I have a second load of laundry going already this morning and I really should make a batch of peach preserves today. Must find jars and boil them. I roasted Delicata squash and beets yesterday while heating up G's dinner, then baked some pita chips (if the oven is on, use it) for my lunches. I'll have the squash with some fried onion, raisins and steamed kale.

I returned to Big Lots to find that 3 of the 12 inch square stretched canvas had been sold, so I came away with only the last two. I read about mounting small pieces on stretched canvas on Jeanne Williamson's blog. She has cut up unsold construction fence quilts and reassembled them into interesting squares and mounted them on the stretched canvas. I am thrilled to learn that even a world famous quilter has trouble with the "potholder" designation for any small quilted pieces and found her solution a good one.

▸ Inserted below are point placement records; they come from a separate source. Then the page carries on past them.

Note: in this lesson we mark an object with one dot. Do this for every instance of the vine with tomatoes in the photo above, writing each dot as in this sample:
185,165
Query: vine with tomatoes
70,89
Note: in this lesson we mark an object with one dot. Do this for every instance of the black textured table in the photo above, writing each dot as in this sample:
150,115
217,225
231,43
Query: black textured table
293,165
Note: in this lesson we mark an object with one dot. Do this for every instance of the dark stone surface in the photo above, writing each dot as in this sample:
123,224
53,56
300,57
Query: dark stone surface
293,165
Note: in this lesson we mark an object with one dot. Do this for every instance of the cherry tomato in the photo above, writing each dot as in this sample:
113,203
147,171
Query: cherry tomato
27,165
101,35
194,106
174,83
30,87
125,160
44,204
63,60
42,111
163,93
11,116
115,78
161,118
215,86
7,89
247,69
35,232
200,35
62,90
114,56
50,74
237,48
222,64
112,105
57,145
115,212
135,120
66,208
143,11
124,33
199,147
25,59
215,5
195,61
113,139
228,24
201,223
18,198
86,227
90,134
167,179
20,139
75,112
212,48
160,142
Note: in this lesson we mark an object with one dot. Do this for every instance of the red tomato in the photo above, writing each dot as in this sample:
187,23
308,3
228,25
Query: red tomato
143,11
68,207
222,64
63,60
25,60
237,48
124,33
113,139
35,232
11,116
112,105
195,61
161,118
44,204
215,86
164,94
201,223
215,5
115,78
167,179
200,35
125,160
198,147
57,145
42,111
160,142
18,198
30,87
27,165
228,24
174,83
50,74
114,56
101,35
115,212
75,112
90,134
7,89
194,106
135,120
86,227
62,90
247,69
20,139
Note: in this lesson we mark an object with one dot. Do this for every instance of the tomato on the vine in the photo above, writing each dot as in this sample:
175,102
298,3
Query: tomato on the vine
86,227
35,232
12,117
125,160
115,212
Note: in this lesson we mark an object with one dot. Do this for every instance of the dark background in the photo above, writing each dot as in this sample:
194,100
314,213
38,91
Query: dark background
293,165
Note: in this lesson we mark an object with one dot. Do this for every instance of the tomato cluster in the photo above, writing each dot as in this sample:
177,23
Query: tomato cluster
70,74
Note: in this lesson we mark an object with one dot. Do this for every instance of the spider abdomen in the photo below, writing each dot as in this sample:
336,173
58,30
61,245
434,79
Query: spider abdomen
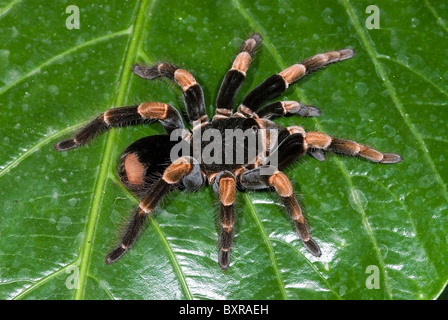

Another solution I have seen in Natasha Kempers-Cullen's studio is to make a pocket on the back of small pieces and slide a thin piece of wood into the pocket and then stitch the bottom edge closed. These hang on the wall like fabric plaques.

I once stretched an unbound 36 by 48 quilt over stretchers and stapled the edges to the back. It worked quite well and was easy to hang. The problem emerged when I wanted to enter the piece in a show. Had to remove it from the stretchers (no effect on the work) and finally trim and bind it.

Finding ways to make our fabric work look like the art it is, and not domestic linens, is a real problem. Those among us who are working with whole cloth which is dyed, painted or printed are having an easier time, IF, the work is large. Small work will always be a problem unless we all decide to frame it. Under glass. Hard to pull a pan of cookies out of the oven with a framed "potholder".

What's Good Today (or not): Sunshine, day off, G is home. Good stuff on tv tonight. That last debate was so bad. Same speeches and sound bites over and over again "my friends". The world is changing every second and people are scared. Both candidates need to get a clue here and step up to the plate. Now. Not in January. G and I will be working until the day we die. No sweet retirement for us, "my friend". But heating oil and gas are going down. $3.27 for gasoline here in Maine today. And a station locally went to $2.99 already so it's possible they are overcharging. OH! REALLY?